No se han visto velas en
las últimas jornadas y, por lo que he podido oír, estamos cerca, según lo que un
marino entienda por cerca, del lugar adonde nos dirigimos.
La situación no ha variado
en exceso, excepción hecha del estado de ánimo del capitán Messervy que flaquea
cada vez más.
Dada su apatía le he
impuesto unas sesiones diarias de trabajo consistentes en redactar
correspondencia durante varias horas a lo largo de la jornada. Pese a lo
reservado de su carácter me ha confiado que tiene esposa y dos hijos en
Lancashire y que un hermano suyo es parlamentario en los Comunes por ese mismo
condado.

Cuando le veo sentado
sobre el pequeño escritorio de la cabina tratando de plasmar sus pensamientos
sobre el papel me imagino a mí mismo haciendo lo propio en este diario que se
ha convertido ya en una parte de mi ser. Confieso que el verle empeñado en una
tarea, por peregrina que sea, me siento mucho más decidido a buscar nuestra
liberación aunque, presumo, deba actuar como freno del guardiamarina Partridge
pues su cólera crece por momentos, superando con mucho la vergüenza que le
produce su situación de subordinado del mulato Pouzada.
Confío en que no se
precipite y su actuación redunde en un empeoramiento de nuestra situación.
Solamente me tranquiliza un tanto el hecho de que no nos hayan arrojado por la
borda después de las acusaciones que el guardiamarina lanzara contra Fernándes.
Sin embargo no puedo evitar experimentar un punto de temor al pensar que
podamos correr esa suerte cuando hayamos dejado de ser útiles.
Prosigo con el balance de
hombres y armas del barco.
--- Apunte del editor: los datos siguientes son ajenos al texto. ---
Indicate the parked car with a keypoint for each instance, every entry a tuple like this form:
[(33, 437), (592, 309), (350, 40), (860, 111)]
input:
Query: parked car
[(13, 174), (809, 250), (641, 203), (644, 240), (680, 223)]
Sumando información y, sobre todo, contando a los
hombres y corrigiendo las cuentas cuando descubro que he numerado al mismo dos
veces. Es una tarea agotadora pero, al fin y al cabo, soy un soldado y, como
tal, es mi deber conocer la fuerza de mi enemigo a fin de hallar un punto débil
que aprovechar para su derrota.

Incluso el cocinero, un portugués gordo
llamado Nuno, luce una pierna de madera recuerdo de algún lejano día en el que
la Muerte le sorteó y le dejó en el mundo de los vivos atado a un trozo de
madera y con la firme promesa de que habrá de llevarle para que se reúna con el
miembro que le falta.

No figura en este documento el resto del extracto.